Following the failure of his healthcare reform bill, markets have reacted cautiously to the announcement of President Trump’s tax reform. Described as the biggest tax reform since 1986, the reform is intended to fuel growth in the American economy.
Key Points From The Plan
The proposed revisions to the tax code would reduce the current seven wage brackets to three, with rates of 10%, 25%, and 35%. The proposed rates differ from the rates used in his election campaign and the document highlighting the reforms, which has provoked criticism for being only one page long, doesn’t explain precisely where each wage bracket will fall.
The reforms would see the top wage bracket increased from 33% to 35% while the bottom wage bracket would be reduced to 10% from the originally slated 12%. Under the new reforms, the standard deduction would also be significantly altered.

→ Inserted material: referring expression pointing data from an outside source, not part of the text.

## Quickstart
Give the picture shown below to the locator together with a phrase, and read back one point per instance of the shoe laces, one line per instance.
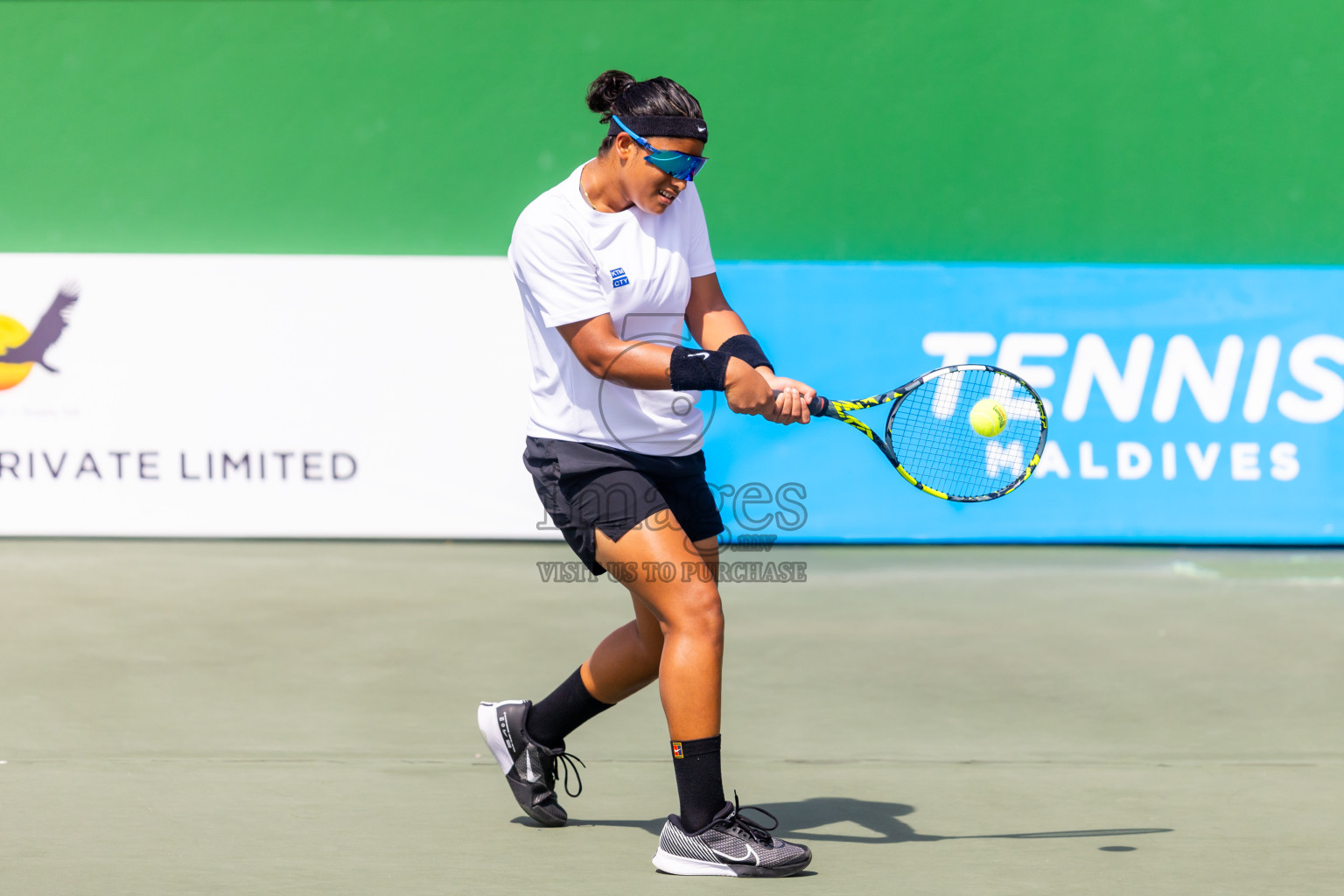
(554, 760)
(752, 830)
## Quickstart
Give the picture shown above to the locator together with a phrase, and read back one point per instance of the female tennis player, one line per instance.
(609, 265)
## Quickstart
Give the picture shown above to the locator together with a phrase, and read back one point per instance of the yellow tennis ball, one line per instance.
(988, 418)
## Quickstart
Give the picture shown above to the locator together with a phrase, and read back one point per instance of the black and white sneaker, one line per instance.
(729, 846)
(528, 766)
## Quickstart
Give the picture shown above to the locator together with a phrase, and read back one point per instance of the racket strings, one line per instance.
(930, 433)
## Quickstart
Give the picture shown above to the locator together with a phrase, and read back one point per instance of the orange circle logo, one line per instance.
(12, 335)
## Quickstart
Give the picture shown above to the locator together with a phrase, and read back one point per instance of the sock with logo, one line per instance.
(699, 780)
(564, 710)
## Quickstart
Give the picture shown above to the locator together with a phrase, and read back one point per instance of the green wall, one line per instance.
(1130, 130)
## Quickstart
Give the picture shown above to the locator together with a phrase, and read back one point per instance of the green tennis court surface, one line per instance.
(298, 718)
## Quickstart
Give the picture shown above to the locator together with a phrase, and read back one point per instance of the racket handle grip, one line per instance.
(817, 406)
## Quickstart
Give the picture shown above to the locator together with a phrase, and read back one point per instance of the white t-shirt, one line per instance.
(573, 262)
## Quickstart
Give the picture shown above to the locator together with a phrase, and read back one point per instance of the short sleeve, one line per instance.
(699, 258)
(554, 266)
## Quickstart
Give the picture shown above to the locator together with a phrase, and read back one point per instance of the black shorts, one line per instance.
(584, 486)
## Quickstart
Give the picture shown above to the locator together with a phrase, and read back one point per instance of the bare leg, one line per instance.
(690, 618)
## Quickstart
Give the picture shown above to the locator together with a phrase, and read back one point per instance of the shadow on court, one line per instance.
(883, 820)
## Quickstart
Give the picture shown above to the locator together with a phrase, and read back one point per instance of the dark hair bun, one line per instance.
(608, 89)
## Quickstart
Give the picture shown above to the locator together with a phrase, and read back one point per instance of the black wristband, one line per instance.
(747, 349)
(701, 371)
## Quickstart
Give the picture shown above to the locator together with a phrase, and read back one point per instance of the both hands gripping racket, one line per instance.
(930, 439)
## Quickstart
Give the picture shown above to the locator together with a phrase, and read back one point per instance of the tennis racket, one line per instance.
(932, 444)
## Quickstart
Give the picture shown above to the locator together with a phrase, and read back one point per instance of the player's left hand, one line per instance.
(790, 406)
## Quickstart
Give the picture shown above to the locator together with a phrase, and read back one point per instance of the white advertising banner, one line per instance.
(262, 396)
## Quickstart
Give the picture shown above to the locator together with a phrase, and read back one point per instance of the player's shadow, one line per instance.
(797, 821)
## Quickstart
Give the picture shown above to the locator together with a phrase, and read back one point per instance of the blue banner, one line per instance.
(1188, 404)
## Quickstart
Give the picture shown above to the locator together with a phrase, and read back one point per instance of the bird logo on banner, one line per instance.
(23, 349)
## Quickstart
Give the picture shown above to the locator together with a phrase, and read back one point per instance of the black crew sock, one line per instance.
(564, 710)
(699, 780)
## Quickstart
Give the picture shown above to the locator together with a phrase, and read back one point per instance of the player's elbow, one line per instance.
(599, 359)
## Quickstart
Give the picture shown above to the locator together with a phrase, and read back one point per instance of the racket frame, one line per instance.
(843, 411)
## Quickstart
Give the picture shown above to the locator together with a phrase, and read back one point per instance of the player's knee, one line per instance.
(699, 614)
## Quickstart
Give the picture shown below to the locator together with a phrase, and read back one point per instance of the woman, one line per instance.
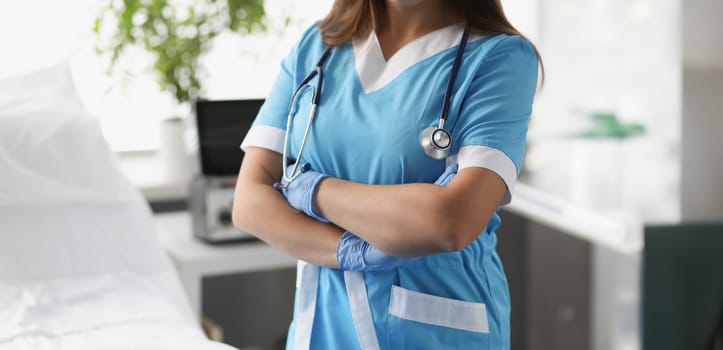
(389, 259)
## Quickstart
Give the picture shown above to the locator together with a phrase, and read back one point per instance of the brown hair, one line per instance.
(357, 18)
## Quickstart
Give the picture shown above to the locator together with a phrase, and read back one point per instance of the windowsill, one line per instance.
(145, 171)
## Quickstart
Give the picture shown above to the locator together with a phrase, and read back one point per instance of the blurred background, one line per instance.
(614, 239)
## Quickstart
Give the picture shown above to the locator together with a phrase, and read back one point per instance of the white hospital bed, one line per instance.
(80, 263)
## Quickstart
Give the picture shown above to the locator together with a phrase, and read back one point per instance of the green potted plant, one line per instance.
(176, 35)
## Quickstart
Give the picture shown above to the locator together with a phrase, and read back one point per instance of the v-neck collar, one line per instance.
(375, 72)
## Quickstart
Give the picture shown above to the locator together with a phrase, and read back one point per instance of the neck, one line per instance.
(405, 22)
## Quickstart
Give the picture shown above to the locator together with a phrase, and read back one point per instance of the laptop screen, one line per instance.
(222, 126)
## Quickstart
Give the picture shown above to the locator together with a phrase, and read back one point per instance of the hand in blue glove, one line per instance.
(300, 192)
(356, 254)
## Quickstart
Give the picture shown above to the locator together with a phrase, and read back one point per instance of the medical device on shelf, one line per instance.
(221, 126)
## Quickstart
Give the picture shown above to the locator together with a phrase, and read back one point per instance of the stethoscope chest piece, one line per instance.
(435, 142)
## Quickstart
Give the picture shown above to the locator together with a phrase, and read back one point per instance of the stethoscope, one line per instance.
(435, 140)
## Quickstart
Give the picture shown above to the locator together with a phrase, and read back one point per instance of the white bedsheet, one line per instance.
(90, 277)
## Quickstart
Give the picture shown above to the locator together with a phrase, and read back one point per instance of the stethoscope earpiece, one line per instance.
(435, 140)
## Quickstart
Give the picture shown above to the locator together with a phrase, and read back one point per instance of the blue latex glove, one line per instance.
(300, 192)
(356, 254)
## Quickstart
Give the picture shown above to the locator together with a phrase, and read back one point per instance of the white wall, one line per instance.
(702, 144)
(621, 56)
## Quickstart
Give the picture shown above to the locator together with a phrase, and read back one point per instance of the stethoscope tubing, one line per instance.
(316, 97)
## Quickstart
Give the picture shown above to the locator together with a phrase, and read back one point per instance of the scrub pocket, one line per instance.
(424, 321)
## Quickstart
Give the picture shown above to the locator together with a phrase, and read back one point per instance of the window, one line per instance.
(38, 33)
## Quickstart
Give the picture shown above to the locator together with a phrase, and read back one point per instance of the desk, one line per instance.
(194, 259)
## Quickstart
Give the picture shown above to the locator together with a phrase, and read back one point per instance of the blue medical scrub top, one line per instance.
(366, 130)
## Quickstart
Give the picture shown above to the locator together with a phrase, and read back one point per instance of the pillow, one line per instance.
(52, 151)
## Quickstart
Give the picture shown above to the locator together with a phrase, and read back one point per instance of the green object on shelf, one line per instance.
(176, 35)
(607, 126)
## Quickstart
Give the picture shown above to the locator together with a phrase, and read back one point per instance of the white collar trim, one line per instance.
(375, 73)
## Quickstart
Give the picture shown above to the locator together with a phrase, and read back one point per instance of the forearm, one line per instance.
(262, 211)
(266, 215)
(414, 219)
(403, 220)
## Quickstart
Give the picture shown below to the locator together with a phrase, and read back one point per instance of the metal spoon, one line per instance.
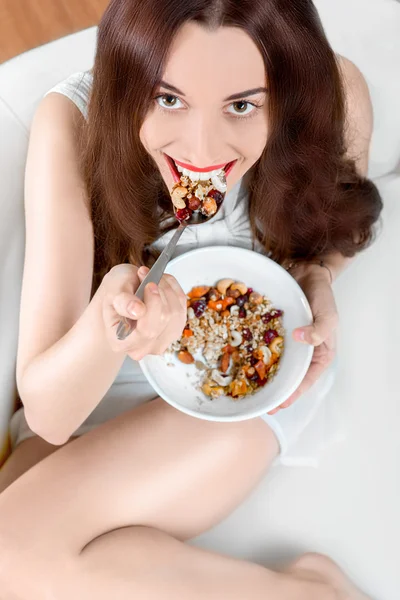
(126, 326)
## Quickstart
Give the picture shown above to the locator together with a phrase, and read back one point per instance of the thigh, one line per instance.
(27, 454)
(153, 466)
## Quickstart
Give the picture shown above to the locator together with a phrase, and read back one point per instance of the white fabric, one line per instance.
(365, 32)
(231, 226)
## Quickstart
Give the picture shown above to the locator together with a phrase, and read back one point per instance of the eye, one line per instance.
(242, 108)
(168, 102)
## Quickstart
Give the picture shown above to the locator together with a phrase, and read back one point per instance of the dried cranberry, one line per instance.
(194, 203)
(270, 335)
(183, 214)
(218, 196)
(247, 335)
(252, 376)
(241, 301)
(267, 318)
(199, 306)
(261, 382)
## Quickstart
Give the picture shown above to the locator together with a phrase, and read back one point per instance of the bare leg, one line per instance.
(321, 568)
(151, 466)
(144, 563)
(27, 454)
(38, 513)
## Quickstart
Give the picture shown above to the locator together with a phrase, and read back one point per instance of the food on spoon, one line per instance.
(237, 333)
(191, 194)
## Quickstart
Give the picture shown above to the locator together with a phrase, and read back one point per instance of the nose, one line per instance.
(204, 141)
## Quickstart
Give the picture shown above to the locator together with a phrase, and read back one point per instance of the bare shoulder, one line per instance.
(59, 234)
(359, 113)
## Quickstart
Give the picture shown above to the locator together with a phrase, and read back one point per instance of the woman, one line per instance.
(205, 82)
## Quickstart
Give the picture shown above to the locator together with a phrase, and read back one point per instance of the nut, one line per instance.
(198, 291)
(221, 379)
(223, 285)
(216, 392)
(179, 192)
(266, 354)
(213, 295)
(177, 196)
(237, 339)
(185, 357)
(234, 311)
(242, 287)
(276, 346)
(206, 389)
(233, 293)
(238, 388)
(225, 361)
(209, 207)
(255, 298)
(178, 202)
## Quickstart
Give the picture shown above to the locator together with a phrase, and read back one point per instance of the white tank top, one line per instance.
(231, 226)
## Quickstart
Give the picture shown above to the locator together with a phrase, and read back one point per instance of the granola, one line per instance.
(237, 335)
(195, 196)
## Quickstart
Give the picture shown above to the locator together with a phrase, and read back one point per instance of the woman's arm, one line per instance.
(65, 364)
(316, 281)
(359, 125)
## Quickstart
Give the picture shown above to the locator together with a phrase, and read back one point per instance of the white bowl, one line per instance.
(176, 384)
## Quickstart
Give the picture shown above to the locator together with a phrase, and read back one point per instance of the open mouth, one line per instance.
(177, 172)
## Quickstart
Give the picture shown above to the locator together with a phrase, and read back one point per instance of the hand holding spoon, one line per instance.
(191, 212)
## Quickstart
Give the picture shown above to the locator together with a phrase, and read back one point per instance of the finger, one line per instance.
(177, 317)
(152, 324)
(142, 272)
(177, 288)
(128, 305)
(325, 323)
(322, 328)
(313, 374)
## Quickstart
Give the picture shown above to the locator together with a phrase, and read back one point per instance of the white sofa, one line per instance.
(348, 506)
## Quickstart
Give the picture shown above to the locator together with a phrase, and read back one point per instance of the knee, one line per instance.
(320, 569)
(316, 562)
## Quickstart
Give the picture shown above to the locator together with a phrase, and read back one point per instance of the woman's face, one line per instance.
(211, 108)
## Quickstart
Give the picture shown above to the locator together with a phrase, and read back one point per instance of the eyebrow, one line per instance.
(237, 96)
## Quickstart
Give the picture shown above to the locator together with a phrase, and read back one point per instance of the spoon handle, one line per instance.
(126, 326)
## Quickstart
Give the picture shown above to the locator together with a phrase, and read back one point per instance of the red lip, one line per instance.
(197, 170)
(176, 175)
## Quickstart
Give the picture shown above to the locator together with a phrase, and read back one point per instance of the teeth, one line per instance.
(196, 176)
(219, 181)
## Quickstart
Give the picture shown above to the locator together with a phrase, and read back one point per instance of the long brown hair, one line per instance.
(306, 198)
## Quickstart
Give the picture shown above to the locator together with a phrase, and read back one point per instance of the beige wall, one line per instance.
(25, 24)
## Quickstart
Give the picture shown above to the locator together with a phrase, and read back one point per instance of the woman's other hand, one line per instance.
(316, 284)
(160, 318)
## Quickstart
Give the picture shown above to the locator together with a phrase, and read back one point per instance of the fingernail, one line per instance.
(315, 339)
(300, 335)
(132, 309)
(154, 289)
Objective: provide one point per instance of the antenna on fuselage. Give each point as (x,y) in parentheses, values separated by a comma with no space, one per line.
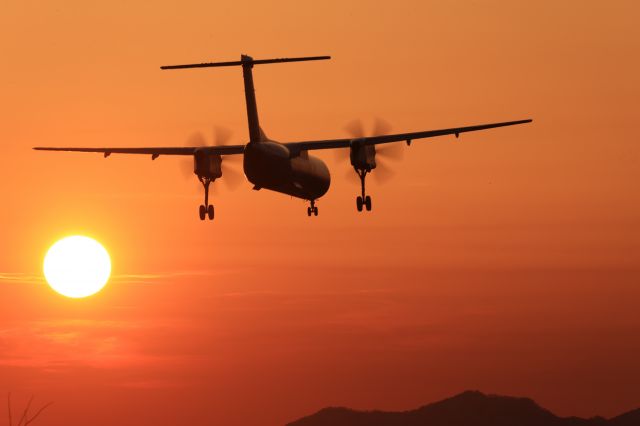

Gary Cohn, leading Trump’s National Economic Council, said that “We are going to double the standard deduction so a married couple wouldn’t pay any taxes on the first $24,000 income they earn. So in essence, we are creating a zero-tax rate – yes, a zero-tax rate – for the first $24,000 that a couple earns”.
During his campaign, Trump suggested that itemized deductions would be capped at $100,000 for single filers and $200,000 for married couples. However, the new plan doesn’t refer to any caps beyond saying that the administration intends to “eliminate targeted tax breaks that mainly benefit the wealthiest taxpayers”.